16) He projects extreme emotions onto others (hate, love, jealousy, commitment) even when there is no evidence that would lead a reasonable person to perceive them.

17) He minimizes incidents of abuse.

18) He spends a disproportionate amount of time talking about his wife/ partner and derives much of his identity fiom being her husband, lover, etc.

19) He tries to enlist his wife’s friends or relatives in a campaign to keep or recover the relationship.

20) He has inappropriately surveilled or followed his wife/ partner.

21) He believes others are out to get him. He believes that those around his wife/partner dislike him and encourage her to leave.

22) He resists change and is described as inflexible, unwilling to compromise.

23) He identifies with or compares himself to violent people in films, news stories, fiction, or history He characterizes the violence of others as justified.

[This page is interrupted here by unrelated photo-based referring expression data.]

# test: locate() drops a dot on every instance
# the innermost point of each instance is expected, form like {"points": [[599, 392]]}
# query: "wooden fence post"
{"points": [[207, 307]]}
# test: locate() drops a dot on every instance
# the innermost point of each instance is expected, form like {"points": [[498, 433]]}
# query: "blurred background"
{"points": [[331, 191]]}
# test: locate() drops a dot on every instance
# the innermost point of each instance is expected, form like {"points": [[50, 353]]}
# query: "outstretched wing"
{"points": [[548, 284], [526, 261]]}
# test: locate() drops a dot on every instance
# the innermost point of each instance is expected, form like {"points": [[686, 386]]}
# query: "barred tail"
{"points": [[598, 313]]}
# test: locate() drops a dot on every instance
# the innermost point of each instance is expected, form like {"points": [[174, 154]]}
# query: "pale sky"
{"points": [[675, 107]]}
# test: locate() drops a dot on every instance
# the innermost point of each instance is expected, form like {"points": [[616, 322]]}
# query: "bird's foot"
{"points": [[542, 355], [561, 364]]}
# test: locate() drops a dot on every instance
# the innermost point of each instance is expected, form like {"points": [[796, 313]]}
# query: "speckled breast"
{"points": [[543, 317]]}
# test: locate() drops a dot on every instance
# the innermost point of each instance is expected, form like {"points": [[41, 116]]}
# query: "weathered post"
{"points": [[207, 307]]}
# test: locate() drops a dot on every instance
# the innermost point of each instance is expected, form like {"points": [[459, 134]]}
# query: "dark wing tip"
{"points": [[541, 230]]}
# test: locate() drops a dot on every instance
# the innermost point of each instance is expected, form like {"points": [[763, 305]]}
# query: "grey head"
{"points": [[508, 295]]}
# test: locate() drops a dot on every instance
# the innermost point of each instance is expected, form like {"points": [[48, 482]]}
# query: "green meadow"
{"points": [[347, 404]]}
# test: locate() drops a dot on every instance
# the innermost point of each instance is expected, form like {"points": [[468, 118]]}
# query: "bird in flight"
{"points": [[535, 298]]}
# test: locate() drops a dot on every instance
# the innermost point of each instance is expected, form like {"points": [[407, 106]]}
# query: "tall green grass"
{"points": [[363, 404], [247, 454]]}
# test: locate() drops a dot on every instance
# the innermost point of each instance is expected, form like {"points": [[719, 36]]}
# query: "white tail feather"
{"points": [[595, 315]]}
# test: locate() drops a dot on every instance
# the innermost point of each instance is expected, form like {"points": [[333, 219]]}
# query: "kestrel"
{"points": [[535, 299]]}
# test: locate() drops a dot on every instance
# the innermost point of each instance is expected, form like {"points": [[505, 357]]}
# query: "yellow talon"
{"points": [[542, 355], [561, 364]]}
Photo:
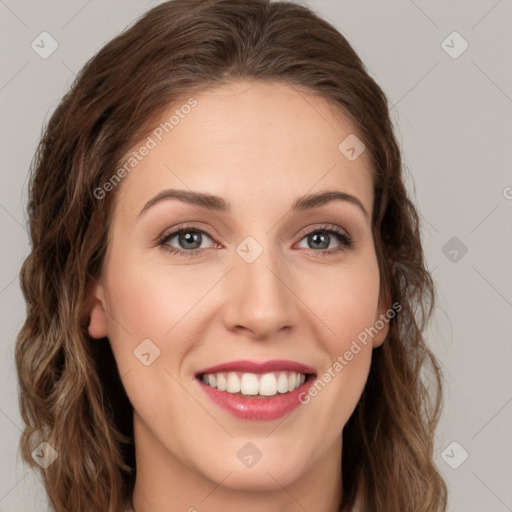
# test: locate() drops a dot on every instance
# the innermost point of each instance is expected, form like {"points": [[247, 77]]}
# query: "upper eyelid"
{"points": [[164, 238]]}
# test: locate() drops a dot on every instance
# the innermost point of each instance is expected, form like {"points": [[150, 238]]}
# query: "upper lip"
{"points": [[258, 367]]}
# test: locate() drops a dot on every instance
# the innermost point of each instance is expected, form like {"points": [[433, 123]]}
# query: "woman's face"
{"points": [[277, 297]]}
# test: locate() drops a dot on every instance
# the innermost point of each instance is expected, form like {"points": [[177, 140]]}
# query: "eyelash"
{"points": [[346, 241]]}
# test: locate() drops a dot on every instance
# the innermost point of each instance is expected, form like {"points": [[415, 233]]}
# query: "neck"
{"points": [[166, 484]]}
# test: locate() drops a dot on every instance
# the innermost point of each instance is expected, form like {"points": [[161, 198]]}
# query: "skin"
{"points": [[259, 146]]}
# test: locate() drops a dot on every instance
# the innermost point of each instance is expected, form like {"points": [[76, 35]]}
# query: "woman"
{"points": [[274, 363]]}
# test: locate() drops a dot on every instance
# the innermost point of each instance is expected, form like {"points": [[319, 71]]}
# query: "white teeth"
{"points": [[233, 384], [249, 384], [267, 384], [221, 382], [282, 383], [292, 380]]}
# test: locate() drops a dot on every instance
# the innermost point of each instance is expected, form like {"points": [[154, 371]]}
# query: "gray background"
{"points": [[453, 117]]}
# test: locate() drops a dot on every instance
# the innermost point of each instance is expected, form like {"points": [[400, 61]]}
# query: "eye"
{"points": [[188, 238], [319, 239]]}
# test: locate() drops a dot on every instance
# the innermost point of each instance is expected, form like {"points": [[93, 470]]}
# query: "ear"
{"points": [[98, 325]]}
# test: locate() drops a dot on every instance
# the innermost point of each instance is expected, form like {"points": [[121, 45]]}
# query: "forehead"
{"points": [[252, 142]]}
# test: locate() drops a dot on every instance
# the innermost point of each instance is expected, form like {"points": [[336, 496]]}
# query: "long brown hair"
{"points": [[70, 393]]}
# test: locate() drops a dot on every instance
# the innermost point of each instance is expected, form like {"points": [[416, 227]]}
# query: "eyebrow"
{"points": [[219, 204]]}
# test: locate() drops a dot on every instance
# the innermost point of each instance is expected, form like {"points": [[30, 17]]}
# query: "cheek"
{"points": [[346, 301]]}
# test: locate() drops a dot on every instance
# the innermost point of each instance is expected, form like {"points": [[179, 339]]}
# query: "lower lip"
{"points": [[257, 408]]}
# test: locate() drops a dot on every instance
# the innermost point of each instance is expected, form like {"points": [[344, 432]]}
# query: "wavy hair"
{"points": [[70, 392]]}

24) He suffers mood swings or is sullen, angry, or depressed.

25) He consistently blames others for problems of his own making; he refuses to take responsibility for the results of his actions.

26) He refers to weapons as instruments of power, control, or revenge.

27) Weapons are a substantial part of his persona; he has a gun or he talks about, jokes about, reads about, or collects weapons.

28) He uses “male privilege” as a justification for his conduct (treats her like a servant, makes all the big decisions, acts like the “master of the house”).

29) He experienced or witnessed violence as a child.

30) His wife/partner fears he will injure or kill her. She has discussed this with others or has made plans to be carried out in the event of her death (e.g., designating someone to care for children).

De Becker’s book is not without criticism particularly in its use of “choice” discourse in discussing intimate partner violence [IPV]. There are two clearly competing and conflicting theories: one in which women need to trust their instincts to prevent being victims and one in which women are being held responsible for being victims. He’s quite honest about his abusive father and I wonder how much of the second theory is [unconscious] unresolved anger at his own mother for not “protecting” him even though he [consciously] understands the pathology of IPV. However, the psychological IPV in The Paris Wife is so constant and insidious that the idea that it can be “romantic” is dangerous, destructive and the reason that Mumsnet has such a well-used Relationships board.